Q: What is gardening leave and how can it protect my business?
A: Gardening leave is a tool used by employers to protect their business when a worker's employment is coming to an end. It is widely used for senior members of staff and is becoming an increasingly common clause in employment contracts.
Employees are placed on garden leave at the start of their notice period until their last date of employment. During this time, they continue to be employed by the company, but they are not required to attend work. The notion is named after the idea that people could stay at home and work on their gardens. The member of staff continues to receive their normal salary during this time and must receive their normal contractual benefits also.
In order to place an employee on garden leave, there must be a garden leave clause in their contract of employment.
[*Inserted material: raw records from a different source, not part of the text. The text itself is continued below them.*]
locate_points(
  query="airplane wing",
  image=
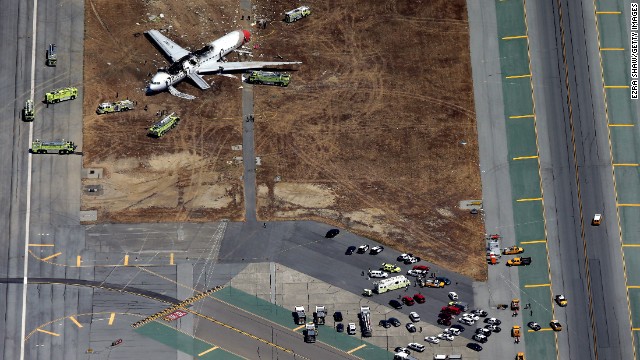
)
(244, 65)
(198, 80)
(171, 49)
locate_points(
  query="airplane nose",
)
(247, 35)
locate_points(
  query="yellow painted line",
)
(356, 349)
(537, 285)
(514, 37)
(75, 321)
(48, 332)
(525, 157)
(533, 242)
(51, 256)
(518, 76)
(521, 116)
(530, 199)
(208, 351)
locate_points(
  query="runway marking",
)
(75, 321)
(208, 351)
(514, 37)
(537, 285)
(52, 256)
(356, 349)
(518, 76)
(529, 199)
(48, 332)
(533, 242)
(525, 157)
(521, 116)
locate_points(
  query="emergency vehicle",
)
(61, 147)
(297, 14)
(55, 96)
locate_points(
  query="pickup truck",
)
(519, 261)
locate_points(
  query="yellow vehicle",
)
(561, 300)
(390, 267)
(514, 250)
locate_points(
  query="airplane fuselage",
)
(212, 52)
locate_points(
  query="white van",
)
(378, 274)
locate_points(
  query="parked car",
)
(411, 260)
(534, 326)
(350, 250)
(414, 316)
(337, 316)
(407, 300)
(332, 233)
(415, 346)
(395, 304)
(395, 322)
(432, 339)
(376, 250)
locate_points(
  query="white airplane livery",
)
(209, 59)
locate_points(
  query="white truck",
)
(365, 321)
(319, 314)
(393, 283)
(299, 315)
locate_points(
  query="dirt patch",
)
(376, 132)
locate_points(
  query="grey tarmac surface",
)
(569, 212)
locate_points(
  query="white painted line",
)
(28, 214)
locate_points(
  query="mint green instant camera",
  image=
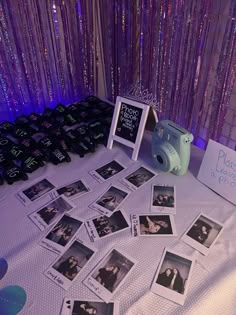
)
(171, 147)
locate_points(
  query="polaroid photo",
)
(48, 214)
(62, 234)
(109, 274)
(87, 307)
(110, 200)
(68, 266)
(101, 227)
(107, 171)
(173, 276)
(138, 178)
(35, 191)
(163, 199)
(203, 233)
(153, 225)
(73, 190)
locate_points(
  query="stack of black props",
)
(31, 141)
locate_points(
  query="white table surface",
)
(212, 288)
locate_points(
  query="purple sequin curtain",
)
(181, 52)
(46, 54)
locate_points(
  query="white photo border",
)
(135, 224)
(195, 244)
(68, 311)
(58, 278)
(39, 222)
(132, 187)
(99, 178)
(112, 136)
(92, 231)
(166, 292)
(104, 211)
(55, 193)
(55, 247)
(159, 209)
(99, 289)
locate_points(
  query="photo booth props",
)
(32, 140)
(128, 124)
(218, 170)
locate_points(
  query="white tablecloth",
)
(213, 284)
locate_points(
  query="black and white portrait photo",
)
(89, 307)
(61, 233)
(35, 191)
(163, 198)
(107, 171)
(172, 277)
(203, 233)
(113, 270)
(69, 264)
(138, 178)
(50, 212)
(103, 226)
(110, 200)
(73, 190)
(155, 225)
(54, 209)
(109, 274)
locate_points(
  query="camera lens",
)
(159, 159)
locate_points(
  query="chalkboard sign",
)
(128, 123)
(218, 170)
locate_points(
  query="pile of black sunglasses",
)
(31, 141)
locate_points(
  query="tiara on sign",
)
(138, 93)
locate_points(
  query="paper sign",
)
(218, 170)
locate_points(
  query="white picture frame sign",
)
(128, 124)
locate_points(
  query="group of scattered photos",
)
(174, 271)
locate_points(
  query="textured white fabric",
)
(212, 288)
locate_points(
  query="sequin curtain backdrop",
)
(182, 52)
(46, 54)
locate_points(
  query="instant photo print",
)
(48, 214)
(107, 171)
(87, 307)
(153, 225)
(173, 276)
(68, 266)
(62, 234)
(35, 192)
(110, 200)
(163, 199)
(103, 226)
(203, 233)
(110, 274)
(138, 178)
(73, 190)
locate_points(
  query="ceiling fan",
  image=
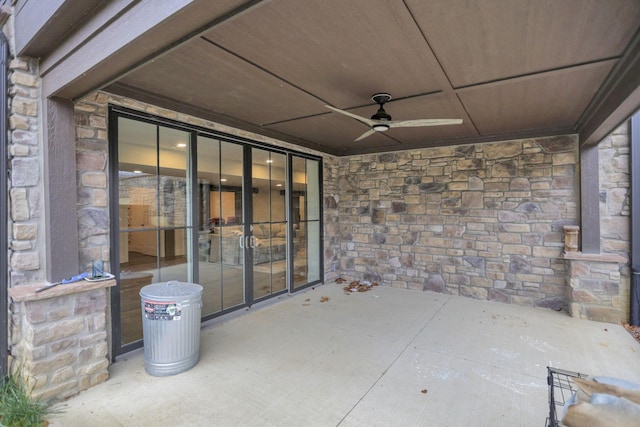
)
(381, 121)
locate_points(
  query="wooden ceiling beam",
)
(616, 100)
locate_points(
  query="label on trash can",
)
(162, 310)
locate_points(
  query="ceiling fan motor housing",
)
(381, 115)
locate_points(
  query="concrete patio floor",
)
(387, 357)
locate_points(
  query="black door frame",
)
(114, 112)
(4, 215)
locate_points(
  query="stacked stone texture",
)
(599, 289)
(62, 343)
(91, 165)
(25, 172)
(483, 221)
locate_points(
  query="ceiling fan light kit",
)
(381, 121)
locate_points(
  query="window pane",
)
(173, 161)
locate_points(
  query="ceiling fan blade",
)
(364, 135)
(423, 122)
(364, 120)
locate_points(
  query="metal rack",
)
(561, 388)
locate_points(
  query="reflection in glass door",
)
(268, 241)
(154, 206)
(306, 220)
(221, 228)
(243, 221)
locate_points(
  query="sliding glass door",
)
(241, 220)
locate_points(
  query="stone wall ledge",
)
(579, 256)
(28, 292)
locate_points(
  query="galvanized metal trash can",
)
(171, 326)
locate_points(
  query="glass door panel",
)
(306, 217)
(154, 214)
(220, 260)
(268, 241)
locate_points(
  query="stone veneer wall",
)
(57, 338)
(483, 221)
(599, 286)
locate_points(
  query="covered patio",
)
(377, 358)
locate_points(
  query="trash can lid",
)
(171, 289)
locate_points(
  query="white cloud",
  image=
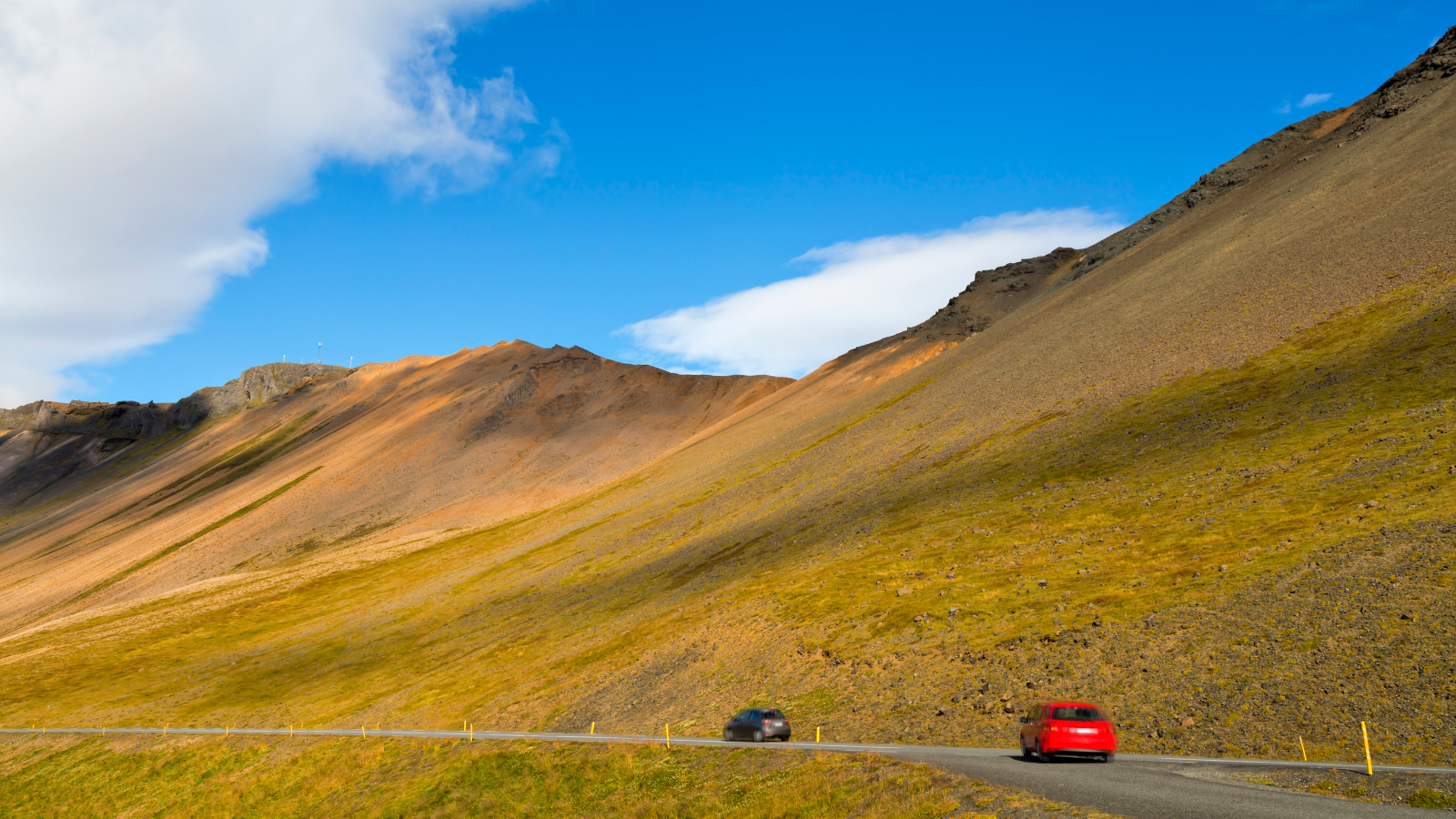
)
(138, 138)
(863, 292)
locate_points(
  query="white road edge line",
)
(713, 742)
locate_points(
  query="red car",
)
(1072, 729)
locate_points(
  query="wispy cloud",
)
(861, 292)
(138, 142)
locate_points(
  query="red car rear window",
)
(1077, 714)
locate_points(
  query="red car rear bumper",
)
(1079, 743)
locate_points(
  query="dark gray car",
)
(757, 724)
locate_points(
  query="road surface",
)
(1135, 785)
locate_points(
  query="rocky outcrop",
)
(1410, 85)
(995, 293)
(130, 420)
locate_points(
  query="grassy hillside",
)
(1210, 552)
(383, 778)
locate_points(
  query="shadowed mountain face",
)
(1194, 472)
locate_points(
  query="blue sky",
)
(703, 149)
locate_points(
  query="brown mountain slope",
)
(414, 448)
(1152, 465)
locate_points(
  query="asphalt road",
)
(1133, 785)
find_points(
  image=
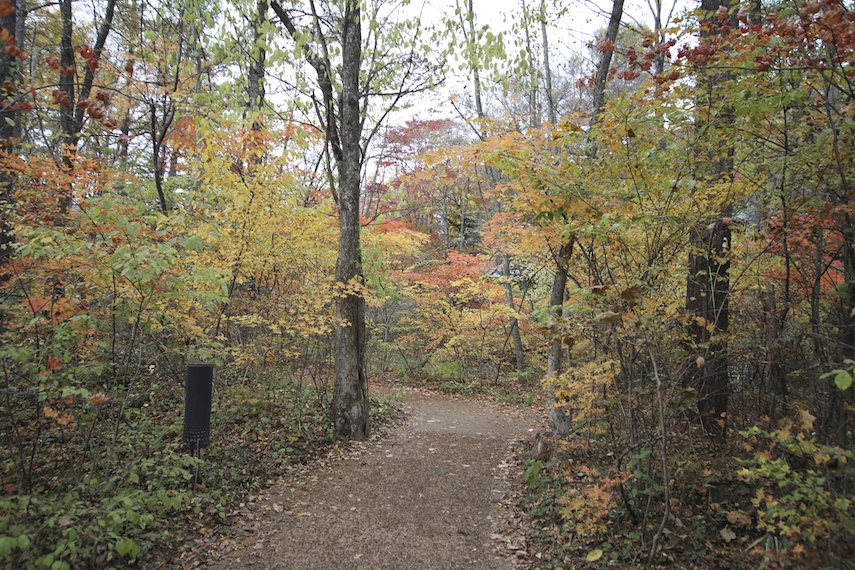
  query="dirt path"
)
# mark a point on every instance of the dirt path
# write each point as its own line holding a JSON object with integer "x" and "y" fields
{"x": 429, "y": 495}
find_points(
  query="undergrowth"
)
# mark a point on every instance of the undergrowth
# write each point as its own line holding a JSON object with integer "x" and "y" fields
{"x": 138, "y": 498}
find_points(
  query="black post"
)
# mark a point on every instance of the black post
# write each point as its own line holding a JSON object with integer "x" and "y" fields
{"x": 198, "y": 390}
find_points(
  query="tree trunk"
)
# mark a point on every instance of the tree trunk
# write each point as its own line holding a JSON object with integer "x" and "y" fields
{"x": 8, "y": 122}
{"x": 257, "y": 62}
{"x": 560, "y": 417}
{"x": 547, "y": 72}
{"x": 707, "y": 292}
{"x": 350, "y": 393}
{"x": 515, "y": 327}
{"x": 708, "y": 281}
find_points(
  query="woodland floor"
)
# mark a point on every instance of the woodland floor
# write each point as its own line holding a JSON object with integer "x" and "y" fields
{"x": 435, "y": 492}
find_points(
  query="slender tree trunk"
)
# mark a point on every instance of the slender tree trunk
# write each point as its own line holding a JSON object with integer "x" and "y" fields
{"x": 258, "y": 57}
{"x": 559, "y": 281}
{"x": 476, "y": 70}
{"x": 551, "y": 112}
{"x": 350, "y": 393}
{"x": 708, "y": 281}
{"x": 514, "y": 323}
{"x": 8, "y": 143}
{"x": 560, "y": 417}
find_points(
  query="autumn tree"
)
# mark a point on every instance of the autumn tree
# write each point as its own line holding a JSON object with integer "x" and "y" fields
{"x": 358, "y": 79}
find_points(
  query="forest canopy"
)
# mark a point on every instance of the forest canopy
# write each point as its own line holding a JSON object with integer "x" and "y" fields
{"x": 653, "y": 234}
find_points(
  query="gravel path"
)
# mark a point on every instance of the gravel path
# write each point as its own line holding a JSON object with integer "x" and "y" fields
{"x": 432, "y": 494}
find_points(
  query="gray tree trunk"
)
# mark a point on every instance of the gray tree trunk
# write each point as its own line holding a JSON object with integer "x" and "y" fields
{"x": 8, "y": 123}
{"x": 515, "y": 327}
{"x": 350, "y": 393}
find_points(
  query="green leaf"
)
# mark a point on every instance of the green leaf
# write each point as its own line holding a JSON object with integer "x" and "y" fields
{"x": 126, "y": 547}
{"x": 843, "y": 379}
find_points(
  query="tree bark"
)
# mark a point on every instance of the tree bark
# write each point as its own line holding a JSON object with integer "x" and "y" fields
{"x": 551, "y": 112}
{"x": 560, "y": 417}
{"x": 514, "y": 323}
{"x": 708, "y": 281}
{"x": 8, "y": 143}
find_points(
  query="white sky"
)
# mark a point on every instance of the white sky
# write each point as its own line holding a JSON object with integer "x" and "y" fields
{"x": 568, "y": 34}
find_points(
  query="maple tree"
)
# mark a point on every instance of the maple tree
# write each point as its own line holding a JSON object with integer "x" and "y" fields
{"x": 672, "y": 254}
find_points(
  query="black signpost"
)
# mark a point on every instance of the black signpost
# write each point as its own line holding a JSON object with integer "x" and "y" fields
{"x": 198, "y": 391}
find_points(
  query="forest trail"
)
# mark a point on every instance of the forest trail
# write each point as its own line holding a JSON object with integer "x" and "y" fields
{"x": 431, "y": 494}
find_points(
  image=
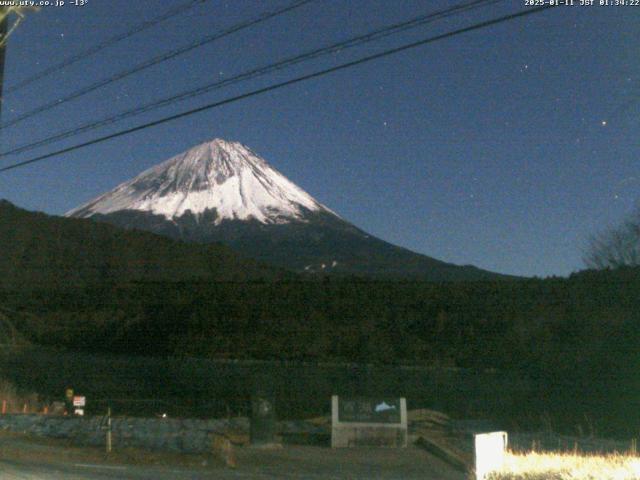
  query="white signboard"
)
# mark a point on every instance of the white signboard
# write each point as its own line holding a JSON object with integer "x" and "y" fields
{"x": 490, "y": 451}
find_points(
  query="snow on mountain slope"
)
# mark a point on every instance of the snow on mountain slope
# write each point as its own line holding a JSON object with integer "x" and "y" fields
{"x": 220, "y": 175}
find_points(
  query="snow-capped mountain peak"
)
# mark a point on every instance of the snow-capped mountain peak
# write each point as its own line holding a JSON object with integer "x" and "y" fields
{"x": 221, "y": 175}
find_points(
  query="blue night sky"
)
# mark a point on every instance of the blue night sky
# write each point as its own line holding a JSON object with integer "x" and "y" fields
{"x": 504, "y": 148}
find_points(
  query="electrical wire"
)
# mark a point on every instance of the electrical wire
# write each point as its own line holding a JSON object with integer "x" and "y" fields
{"x": 257, "y": 72}
{"x": 283, "y": 84}
{"x": 155, "y": 61}
{"x": 178, "y": 10}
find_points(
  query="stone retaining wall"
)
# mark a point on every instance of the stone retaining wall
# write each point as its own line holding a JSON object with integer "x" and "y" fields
{"x": 178, "y": 435}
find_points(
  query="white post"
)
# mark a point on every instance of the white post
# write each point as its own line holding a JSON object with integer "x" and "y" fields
{"x": 490, "y": 450}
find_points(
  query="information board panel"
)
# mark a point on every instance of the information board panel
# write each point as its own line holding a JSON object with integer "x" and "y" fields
{"x": 358, "y": 421}
{"x": 369, "y": 410}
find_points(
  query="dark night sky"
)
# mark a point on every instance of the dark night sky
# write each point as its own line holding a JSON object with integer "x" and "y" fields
{"x": 504, "y": 148}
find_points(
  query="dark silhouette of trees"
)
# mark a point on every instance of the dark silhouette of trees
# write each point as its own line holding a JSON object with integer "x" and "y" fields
{"x": 616, "y": 247}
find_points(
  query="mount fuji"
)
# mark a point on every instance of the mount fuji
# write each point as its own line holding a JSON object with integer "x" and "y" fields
{"x": 223, "y": 192}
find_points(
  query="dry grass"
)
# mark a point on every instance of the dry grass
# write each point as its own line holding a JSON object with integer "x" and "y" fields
{"x": 568, "y": 466}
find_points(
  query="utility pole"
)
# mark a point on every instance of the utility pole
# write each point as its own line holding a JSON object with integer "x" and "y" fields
{"x": 4, "y": 30}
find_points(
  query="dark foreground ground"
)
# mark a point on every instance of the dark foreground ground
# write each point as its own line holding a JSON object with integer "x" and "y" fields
{"x": 25, "y": 458}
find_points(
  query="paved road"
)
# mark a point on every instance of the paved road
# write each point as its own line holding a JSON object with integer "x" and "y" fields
{"x": 289, "y": 463}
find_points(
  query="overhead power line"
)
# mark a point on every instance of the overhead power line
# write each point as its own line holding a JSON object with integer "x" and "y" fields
{"x": 256, "y": 72}
{"x": 178, "y": 10}
{"x": 283, "y": 84}
{"x": 155, "y": 61}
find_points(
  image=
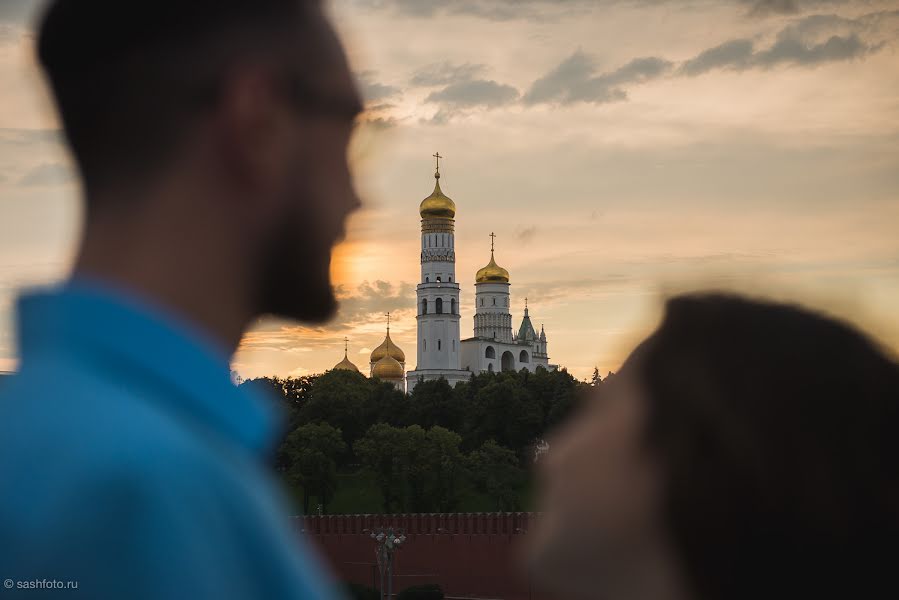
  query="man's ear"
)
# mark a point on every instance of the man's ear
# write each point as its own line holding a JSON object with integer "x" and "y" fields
{"x": 254, "y": 126}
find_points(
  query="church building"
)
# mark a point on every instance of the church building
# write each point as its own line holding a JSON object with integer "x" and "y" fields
{"x": 495, "y": 345}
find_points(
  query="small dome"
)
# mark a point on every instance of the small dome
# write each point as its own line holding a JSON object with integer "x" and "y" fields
{"x": 437, "y": 205}
{"x": 388, "y": 348}
{"x": 388, "y": 368}
{"x": 345, "y": 365}
{"x": 492, "y": 273}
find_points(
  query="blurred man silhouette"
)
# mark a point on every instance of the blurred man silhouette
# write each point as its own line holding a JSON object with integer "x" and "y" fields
{"x": 211, "y": 139}
{"x": 745, "y": 450}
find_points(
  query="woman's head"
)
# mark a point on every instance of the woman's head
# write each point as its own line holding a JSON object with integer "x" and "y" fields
{"x": 745, "y": 450}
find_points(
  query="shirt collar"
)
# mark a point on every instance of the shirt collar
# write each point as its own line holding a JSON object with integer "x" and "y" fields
{"x": 122, "y": 332}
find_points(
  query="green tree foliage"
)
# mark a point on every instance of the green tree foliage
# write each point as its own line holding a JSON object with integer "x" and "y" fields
{"x": 426, "y": 450}
{"x": 417, "y": 470}
{"x": 312, "y": 451}
{"x": 496, "y": 472}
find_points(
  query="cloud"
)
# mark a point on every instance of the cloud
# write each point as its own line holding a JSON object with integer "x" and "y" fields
{"x": 446, "y": 73}
{"x": 798, "y": 44}
{"x": 374, "y": 91}
{"x": 763, "y": 8}
{"x": 47, "y": 174}
{"x": 478, "y": 92}
{"x": 575, "y": 79}
{"x": 735, "y": 54}
{"x": 526, "y": 234}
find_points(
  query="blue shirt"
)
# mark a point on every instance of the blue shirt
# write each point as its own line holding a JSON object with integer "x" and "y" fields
{"x": 130, "y": 464}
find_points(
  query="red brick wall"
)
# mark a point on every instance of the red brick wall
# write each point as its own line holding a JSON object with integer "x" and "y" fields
{"x": 471, "y": 555}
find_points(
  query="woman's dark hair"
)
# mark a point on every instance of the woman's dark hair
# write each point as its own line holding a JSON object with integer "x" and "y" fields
{"x": 778, "y": 431}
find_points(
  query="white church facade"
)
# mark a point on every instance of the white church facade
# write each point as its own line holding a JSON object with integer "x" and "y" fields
{"x": 441, "y": 352}
{"x": 494, "y": 345}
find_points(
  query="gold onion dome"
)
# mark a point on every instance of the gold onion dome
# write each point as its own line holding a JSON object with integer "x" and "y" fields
{"x": 388, "y": 348}
{"x": 346, "y": 365}
{"x": 388, "y": 368}
{"x": 492, "y": 273}
{"x": 438, "y": 205}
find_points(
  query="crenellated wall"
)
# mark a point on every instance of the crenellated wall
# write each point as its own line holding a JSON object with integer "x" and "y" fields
{"x": 471, "y": 555}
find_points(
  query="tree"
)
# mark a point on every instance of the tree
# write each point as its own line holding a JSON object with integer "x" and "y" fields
{"x": 444, "y": 467}
{"x": 497, "y": 472}
{"x": 383, "y": 451}
{"x": 312, "y": 451}
{"x": 340, "y": 399}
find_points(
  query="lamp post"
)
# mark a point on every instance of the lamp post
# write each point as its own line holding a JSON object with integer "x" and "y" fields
{"x": 387, "y": 541}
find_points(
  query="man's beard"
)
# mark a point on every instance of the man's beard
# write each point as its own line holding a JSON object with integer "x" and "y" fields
{"x": 296, "y": 275}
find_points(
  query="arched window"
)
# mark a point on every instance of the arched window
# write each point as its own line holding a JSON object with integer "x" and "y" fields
{"x": 508, "y": 361}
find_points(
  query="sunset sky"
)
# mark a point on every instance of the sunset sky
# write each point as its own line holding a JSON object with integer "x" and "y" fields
{"x": 622, "y": 151}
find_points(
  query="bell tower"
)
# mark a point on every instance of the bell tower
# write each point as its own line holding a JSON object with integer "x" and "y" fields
{"x": 438, "y": 290}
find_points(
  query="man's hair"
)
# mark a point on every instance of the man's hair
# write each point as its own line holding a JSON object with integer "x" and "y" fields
{"x": 130, "y": 76}
{"x": 778, "y": 432}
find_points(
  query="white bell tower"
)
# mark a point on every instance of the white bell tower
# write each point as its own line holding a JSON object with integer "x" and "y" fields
{"x": 438, "y": 290}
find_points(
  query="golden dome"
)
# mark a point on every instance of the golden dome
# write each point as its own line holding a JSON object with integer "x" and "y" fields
{"x": 388, "y": 348}
{"x": 492, "y": 273}
{"x": 346, "y": 365}
{"x": 388, "y": 368}
{"x": 437, "y": 205}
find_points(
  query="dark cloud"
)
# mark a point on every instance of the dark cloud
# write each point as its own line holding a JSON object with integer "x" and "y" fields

Telling your staff to stay away from the workplace and failing to give them work, even while continuing to provide them with their normal pay and benefits, creates a significant breach of contract risk.
Garden leave protects businesses because the employee continues to be bound by the contract of employment, even though they are not required to carry out work. This means the employee is bound by the implied duty of fidelity and any express contractual terms regarding working in competition with their employer or carrying out a second job. As a result, the employee cannot begin a role in a competing business until the end of the garden leave.
Ensuring the employee stays away from the workplace also protects the business by making sure they cannot access sensitive or confidential information during their notice period. This is vital when the employee is a senior member of staff who could access time-sensitive information or if they have knowledge of a critical contract or future product. They will also continue to be bound by any contractual terms regarding confidentiality so cannot use their knowledge to negatively affect the business.
The employee is also generally forbidden to contact any colleagues, customers, clients or suppliers during garden leave. This ensures staff cannot use their notice period to solicit any colleagues or clients away from the business, either to a competing business or a business set up by the ex-employee themselves.
The alternative for employers is to make a payment in lieu of notice. The disadvantage is that this brings the contract of employment to an immediate end and the employee stops being bound by their contractual terms. Although post-employment restrictive covenants will take effect from this point, these only protect the business against specified grounds and will need careful drafting to ensure they can be enforced against the former member of staff.